Piadina is not a wrap. It is not a tortilla. It is not flatbread in any generic sense. It is the bread of Romagna, and only Romagna, a thin disc made with flour, lard, salt, and water, cooked on a hot griddle until it blisters and chars in spots. To call it anything else is to misunderstand what you are eating.

The filling I give you here is the classic, the one you find at every piadineria from Rimini to Cesena. Squacquerone is the cheese, soft and spreadable and slightly sour, made only in this region. The prosciutto is sliced thin and laid on cold. The arugula provides the bite. That is all. Americans want to add things. Resist this impulse.

My grandmother made piadina on a testo, a thick terracotta disc that held heat like nothing else. You may use a cast iron griddle or a heavy skillet. What matters is that the surface is dry and very hot. The piadina should cook quickly, developing those characteristic brown spots while staying pliable enough to fold.
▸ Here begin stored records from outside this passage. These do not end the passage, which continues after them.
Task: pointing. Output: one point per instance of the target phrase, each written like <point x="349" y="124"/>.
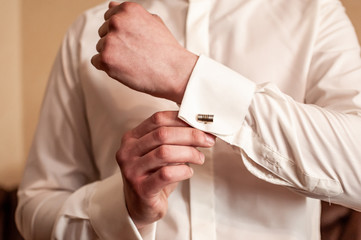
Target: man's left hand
<point x="138" y="50"/>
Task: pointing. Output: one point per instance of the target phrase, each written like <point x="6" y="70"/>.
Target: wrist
<point x="183" y="70"/>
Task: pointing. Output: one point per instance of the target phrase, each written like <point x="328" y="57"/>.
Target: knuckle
<point x="121" y="157"/>
<point x="158" y="118"/>
<point x="113" y="23"/>
<point x="163" y="152"/>
<point x="165" y="174"/>
<point x="129" y="6"/>
<point x="161" y="134"/>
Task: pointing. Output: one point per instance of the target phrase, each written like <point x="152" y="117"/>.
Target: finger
<point x="113" y="4"/>
<point x="183" y="136"/>
<point x="96" y="62"/>
<point x="167" y="155"/>
<point x="103" y="30"/>
<point x="166" y="118"/>
<point x="112" y="9"/>
<point x="166" y="176"/>
<point x="100" y="45"/>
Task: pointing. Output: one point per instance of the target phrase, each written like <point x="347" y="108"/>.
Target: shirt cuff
<point x="109" y="215"/>
<point x="214" y="89"/>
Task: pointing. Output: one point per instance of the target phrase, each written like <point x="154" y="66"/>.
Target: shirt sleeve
<point x="61" y="195"/>
<point x="311" y="147"/>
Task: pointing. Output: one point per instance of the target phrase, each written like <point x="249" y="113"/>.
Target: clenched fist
<point x="138" y="50"/>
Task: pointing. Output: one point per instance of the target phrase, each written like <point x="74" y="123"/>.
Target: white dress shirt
<point x="283" y="81"/>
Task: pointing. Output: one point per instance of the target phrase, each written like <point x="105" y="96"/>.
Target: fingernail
<point x="210" y="140"/>
<point x="202" y="157"/>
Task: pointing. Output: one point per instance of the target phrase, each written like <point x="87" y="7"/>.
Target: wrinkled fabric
<point x="282" y="79"/>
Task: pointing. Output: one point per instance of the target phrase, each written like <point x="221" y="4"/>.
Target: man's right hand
<point x="153" y="159"/>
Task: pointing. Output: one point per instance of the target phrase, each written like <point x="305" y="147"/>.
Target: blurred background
<point x="31" y="32"/>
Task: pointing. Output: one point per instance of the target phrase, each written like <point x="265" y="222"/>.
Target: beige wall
<point x="11" y="130"/>
<point x="31" y="32"/>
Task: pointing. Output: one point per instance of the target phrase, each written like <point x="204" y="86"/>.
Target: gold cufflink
<point x="205" y="118"/>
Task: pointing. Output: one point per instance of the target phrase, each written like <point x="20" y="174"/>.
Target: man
<point x="286" y="118"/>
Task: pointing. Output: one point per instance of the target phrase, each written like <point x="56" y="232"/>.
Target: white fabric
<point x="287" y="116"/>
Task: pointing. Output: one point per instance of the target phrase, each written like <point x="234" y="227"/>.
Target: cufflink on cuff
<point x="205" y="118"/>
Piadina originated as peasant food in Romagna, where farm families made it daily because they lacked ovens for proper bread. The earliest written recipe dates to 1371, though the tradition is certainly older. In 2014, Piadina Romagnola received IGP protection, officially recognizing that authentic piadina can only come from this narrow strip of coast and hills along the Adriatic.

The technique, the tradition, and the story behind every dish.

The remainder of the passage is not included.